Mientras conducía pensaba en su amiga, el ginecólogo le dijo que el tratamiento para quedarse embarazada podría traerle dos niños en vez de uno, pero Isabela parió tres, dos chicos y una chica. Estaba desbordada y Pablo poco podía hacer porque casi siempre se encontraba de viaje de negocios. Elda trabajaba más que nunca, pero como era algo que le gustaba mucho, no le importaba. Se miraba por el espejo retrovisor y cuando se veía con el pañuelo y las gafas se acordaba de su difunta madrina, que como vivía también en un pueblo, se los ponía también cada vez que viajaba a la ciudad a visitar a la familia. Su madrina enviudó muy joven y desde que lo hizo se sacó el carnet de conducir para ser independiente y moverse por donde se le antojara, fue una señora muy elegante y la persona que más la inspiró, pero como era tan autocrítica, pensaba que nunca estaría a su altura, nada más lejos de la realidad.
  

Se sorprendió muchísimo cuando llegó a su destino, una parte del aparcamiento del local era arena de la playa, al bajarse del coche vio la orilla del mar a lo lejos y mucha vegetación que se movía al son de los vientos. Le llamó la atención dos Audis ultimísimo modelo aparcados en la zona más alejada de la arena, tocó con los nudillos a la puerta y un señor de unos sesenta años le abrió, junto a él estaban sus hijos, dos hombres jóvenes que eran los que regentaban el restaurante. Eran simpáticos y campechanos, pasearon por todo el local y le transmitieron sus deseos de una renovación total del negocio sin reparar en gastos.

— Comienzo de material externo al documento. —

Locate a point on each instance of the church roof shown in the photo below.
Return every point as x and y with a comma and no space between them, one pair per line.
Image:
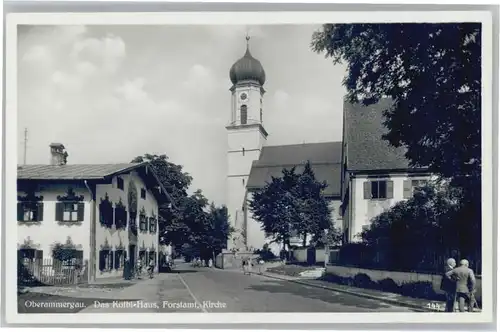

Elda estaba exultante, aquel sitio tenía unas posibilidades increíbles, ubicación envidiable,  gran amplitud  y si además no iba a tener límites económicos, podría tratarse del trabajo más prometedor que su empresa pudiera acometer y su nombre sería conocido por toda la provincia y los círculos hosteleros, si lo hacían bien se les abrirían muchas puertas.
  

Salió saludando a los dueños y quedaron para el siguiente lunes para tomar medidas y comenzar a confeccionar con los planos.
  

Comenzaba a ponerse el sol, así que arrancó el coche y activó la capota, mientras llamó a su socia:-“Nena, nos vamos a hacer ricas”

 

Isabela le contestó llorando:-“En estos momentos lo único que quiero es dormir al menos durante cuatro horas seguidas, te doy mi parte si te ocupas de mis niños durante unos días”

 

-“Lo siento amiga, eso de tener hijos fue cosa tuya, no mía. Puedo hacer todo el trabajo que haga falta, pero sabes que en lo que me pides no te puedo ayudar, los niños me ponen muy nerviosa y me sacan de mis casillas. Pero no te preocupes que iré para allá en cuanto llegue a la ciudad y llevaré algo de cenar, si quieres me paso por la farmacia y les ponemos somníferos en los biberones”
  

 

-“¡¡Elda, por Dios!!”
  

Se reía a carcajadas mientras apretaba el acelerador.